1. There’s so much conflicting advice on the internet about when to start solids, what do you advise for overwhelmed moms out there? Start slowly, later on? Or quickly, quite early? Or is there a happy medium?
The general recommendation for starting solids is between 4 and 6 months (make sure it is after 17 weeks as the babies digestive system isn’t ready for solids before then). Every baby is different so it’s really important that you start solids when YOUR baby shows signs of readiness. This happens as early as 4months for some babies and some at 6months.
These readiness signs include:
Baby holds up their head on their own, (strong neck)
Baby can sit well without support
Baby has lost the tongue-thrust reflex (automatically pushes solids out of his mouth with his tongue.)
Baby is mimicking you when you eat, moving tongue and lips.
Baby is developing a “pincer” grasp (tries to picks up food or small objects between thumb and forefinger)
Baby is watching/tracking your food with their eyes during mealtime and may try to grab your food.
Starting solids doesn’t mean your baby will start sleeping through. It can happen for the rare few unicorn babies out there but starting solids for this reason will more often than not leave you feeling duped.
2. What’s the best food to start on?
The best food to start your baby on is anything smooth. Perhaps a smooth porridge or ground oats which you can mix into a bowl with breast milk or formula to slowly introduce solids. After 2-4 weeks of getting accustomed to this new chapter the next step is to move to a single ingredient vegetable. The most common is butternut, sweet potato, carrot etc. This is purely for the reason that when steamed and puréed it makes a silky paste that is easy to swallow and is gently digested by the young tummy. Avocado is also a great texture to consider and doesn’t require cooking. Once your baby has mastered this swallowing technique, you can slowly start adding more ingredients and textures into the mix. Babies should not be consuming and salt/sugar/honey before 12 months old. Keeping food as close to what the ingredient naturally tastes like is key. This doesn’t mean food has to be bland. Herbs, spices, pulses and grains in moderation are great to add to their food for flavour and texture. Adding these also reinforce familiar flavour profiles to what your baby will be eating with the family later on so don’t be scared to add in a pinch of coriander, cumin or cinnamon when you’re cooking.

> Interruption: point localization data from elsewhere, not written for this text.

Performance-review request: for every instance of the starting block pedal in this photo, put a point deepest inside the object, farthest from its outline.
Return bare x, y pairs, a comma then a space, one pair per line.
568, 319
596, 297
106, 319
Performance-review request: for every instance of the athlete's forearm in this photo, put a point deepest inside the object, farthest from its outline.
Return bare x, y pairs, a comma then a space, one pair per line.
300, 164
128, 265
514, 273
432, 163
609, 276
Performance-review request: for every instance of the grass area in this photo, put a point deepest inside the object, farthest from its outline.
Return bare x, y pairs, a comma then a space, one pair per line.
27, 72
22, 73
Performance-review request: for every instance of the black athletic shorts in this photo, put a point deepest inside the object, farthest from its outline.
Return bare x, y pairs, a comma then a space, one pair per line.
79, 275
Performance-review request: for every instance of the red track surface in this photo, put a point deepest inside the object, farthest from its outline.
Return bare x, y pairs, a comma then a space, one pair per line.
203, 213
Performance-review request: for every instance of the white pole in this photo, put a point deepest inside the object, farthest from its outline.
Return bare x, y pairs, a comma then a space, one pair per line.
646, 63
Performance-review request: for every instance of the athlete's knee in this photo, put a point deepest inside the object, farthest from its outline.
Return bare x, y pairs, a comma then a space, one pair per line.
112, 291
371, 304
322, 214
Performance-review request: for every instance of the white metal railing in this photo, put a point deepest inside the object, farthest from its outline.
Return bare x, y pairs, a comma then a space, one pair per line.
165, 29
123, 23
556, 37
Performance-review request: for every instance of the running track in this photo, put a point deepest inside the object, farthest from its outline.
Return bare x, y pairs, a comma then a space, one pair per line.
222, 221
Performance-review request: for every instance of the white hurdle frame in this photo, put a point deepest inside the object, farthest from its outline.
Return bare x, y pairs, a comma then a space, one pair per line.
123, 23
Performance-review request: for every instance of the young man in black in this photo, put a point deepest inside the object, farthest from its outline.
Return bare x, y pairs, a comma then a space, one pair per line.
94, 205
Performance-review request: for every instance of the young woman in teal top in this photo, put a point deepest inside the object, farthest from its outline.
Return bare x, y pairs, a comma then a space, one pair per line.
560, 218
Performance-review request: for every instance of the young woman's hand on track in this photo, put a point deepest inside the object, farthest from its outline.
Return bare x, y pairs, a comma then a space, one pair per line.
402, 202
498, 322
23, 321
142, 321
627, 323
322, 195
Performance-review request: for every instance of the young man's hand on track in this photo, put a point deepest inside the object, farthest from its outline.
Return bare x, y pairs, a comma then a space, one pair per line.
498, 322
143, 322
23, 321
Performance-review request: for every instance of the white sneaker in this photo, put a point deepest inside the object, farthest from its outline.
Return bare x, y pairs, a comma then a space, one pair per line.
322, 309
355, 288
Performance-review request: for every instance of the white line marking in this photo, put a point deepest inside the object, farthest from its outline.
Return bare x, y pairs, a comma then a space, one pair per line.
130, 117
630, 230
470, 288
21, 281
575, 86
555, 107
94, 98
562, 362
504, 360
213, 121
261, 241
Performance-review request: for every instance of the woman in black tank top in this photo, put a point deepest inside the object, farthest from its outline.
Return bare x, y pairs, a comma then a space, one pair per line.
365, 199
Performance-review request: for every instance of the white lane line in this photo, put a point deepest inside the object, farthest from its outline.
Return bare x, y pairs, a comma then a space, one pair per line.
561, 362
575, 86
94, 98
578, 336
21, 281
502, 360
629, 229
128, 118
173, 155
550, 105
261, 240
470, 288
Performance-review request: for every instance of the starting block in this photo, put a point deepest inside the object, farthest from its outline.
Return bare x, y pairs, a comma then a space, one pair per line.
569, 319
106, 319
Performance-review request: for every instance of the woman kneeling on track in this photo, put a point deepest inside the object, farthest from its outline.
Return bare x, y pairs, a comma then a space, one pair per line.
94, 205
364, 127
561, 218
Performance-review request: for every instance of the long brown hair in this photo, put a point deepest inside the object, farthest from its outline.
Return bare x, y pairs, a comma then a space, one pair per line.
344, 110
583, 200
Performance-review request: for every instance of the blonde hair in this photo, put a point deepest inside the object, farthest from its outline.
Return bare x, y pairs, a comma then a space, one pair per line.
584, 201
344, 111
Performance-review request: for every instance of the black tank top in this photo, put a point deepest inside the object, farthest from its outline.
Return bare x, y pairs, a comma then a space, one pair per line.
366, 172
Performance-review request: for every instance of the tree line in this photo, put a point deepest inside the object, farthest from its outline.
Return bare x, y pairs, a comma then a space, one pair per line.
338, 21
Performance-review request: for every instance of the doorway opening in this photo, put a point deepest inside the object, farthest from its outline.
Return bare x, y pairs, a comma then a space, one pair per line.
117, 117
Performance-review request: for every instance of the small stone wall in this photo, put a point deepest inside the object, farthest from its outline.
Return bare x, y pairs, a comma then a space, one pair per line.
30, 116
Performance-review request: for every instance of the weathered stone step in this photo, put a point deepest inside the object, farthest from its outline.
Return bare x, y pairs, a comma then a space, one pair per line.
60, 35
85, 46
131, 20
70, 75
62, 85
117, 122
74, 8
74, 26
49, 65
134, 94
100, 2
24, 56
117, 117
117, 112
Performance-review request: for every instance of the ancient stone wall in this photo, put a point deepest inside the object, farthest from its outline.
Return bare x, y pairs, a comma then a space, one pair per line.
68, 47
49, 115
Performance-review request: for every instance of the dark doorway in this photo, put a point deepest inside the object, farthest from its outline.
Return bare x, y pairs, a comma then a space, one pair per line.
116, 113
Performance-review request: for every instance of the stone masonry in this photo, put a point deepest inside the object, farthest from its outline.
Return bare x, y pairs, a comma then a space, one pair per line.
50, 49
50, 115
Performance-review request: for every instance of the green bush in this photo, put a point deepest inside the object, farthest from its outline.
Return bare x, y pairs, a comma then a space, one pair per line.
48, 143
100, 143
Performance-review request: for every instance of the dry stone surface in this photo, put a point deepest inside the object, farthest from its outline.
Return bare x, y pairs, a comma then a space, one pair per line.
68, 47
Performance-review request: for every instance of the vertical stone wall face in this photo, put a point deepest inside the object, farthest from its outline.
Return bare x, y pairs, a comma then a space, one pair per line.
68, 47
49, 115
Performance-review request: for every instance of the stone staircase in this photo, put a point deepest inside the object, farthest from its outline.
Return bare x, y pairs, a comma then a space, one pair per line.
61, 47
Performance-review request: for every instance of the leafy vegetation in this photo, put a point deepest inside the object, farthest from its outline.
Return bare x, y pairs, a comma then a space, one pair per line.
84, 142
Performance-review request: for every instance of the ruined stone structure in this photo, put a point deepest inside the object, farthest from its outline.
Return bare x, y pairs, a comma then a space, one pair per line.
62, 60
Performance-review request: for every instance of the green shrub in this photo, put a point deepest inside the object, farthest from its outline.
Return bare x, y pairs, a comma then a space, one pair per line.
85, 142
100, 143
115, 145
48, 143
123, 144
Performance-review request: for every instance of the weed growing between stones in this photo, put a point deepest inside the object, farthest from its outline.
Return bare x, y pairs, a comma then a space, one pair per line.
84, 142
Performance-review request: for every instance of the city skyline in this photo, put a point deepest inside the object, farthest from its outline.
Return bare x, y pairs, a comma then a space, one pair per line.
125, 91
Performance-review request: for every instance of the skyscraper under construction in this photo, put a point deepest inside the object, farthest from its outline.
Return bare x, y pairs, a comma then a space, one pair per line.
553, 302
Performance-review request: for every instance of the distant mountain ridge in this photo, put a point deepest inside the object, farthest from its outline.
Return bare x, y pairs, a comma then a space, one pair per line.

It’s important to not rush the smooth to textured transition phase or force feed your baby because it could end up in aversions to certain foods or sensitivities to textures. Let them guide you.
3. What should I do if my baby gets an allergic reaction to fish/ eggs/ nuts?
Reactions can present themselves many ways such as skin rashes, hives, nasal congestion, and vomiting or other digestive problems. Rarely the allergy can cause anaphylaxis but in all cases, it’s best to consult with your medical doctor and avoid these foods going forward. In most cases your baby will outgrow their allergy but it must be closely monitored.
4. What are the benefits of starting solids if I’m exclusively breastfeeding? Surely my babe is getting everything she need?
Whether your baby is exclusively breast fed or formula feeding, starting solids is an imperative part of their development. Think of it as teaching your baby to swallow and chew, rather than a nutritional milestone. Learning to use their tongues from 4-6months old will help their eating habits and speech development in a positive way in the months to follow. Initially the small amount of solids your baby is getting will not impact the goodness they are getting from their milk. It’s more for fun and practice of a skill, rather than for nutrition. I would say that once your baby starts have a more substantial solids diet, it then becomes about balance and making sure your baby is getting all the food groups in their meals.
5. Can you recommend a comprehensive book/ guide for mama’s to follow?
The best advice I can give about introducing solids is to follow your gut, what feels right? Some moms choose to start with veggies, some with fruit, some with porridge and purées and others choose baby led weaning. Most moms these days start off with the smooth purées and oats and start introducing lots of finger foods once their baby has perfected swallowing their food.
I found it exceptionally difficult to follow any one particular guide or opinion and have developed my starting solids approach by seeking advice from pediatric doctors, nurses, experienced moms, dieticians and from personal experience.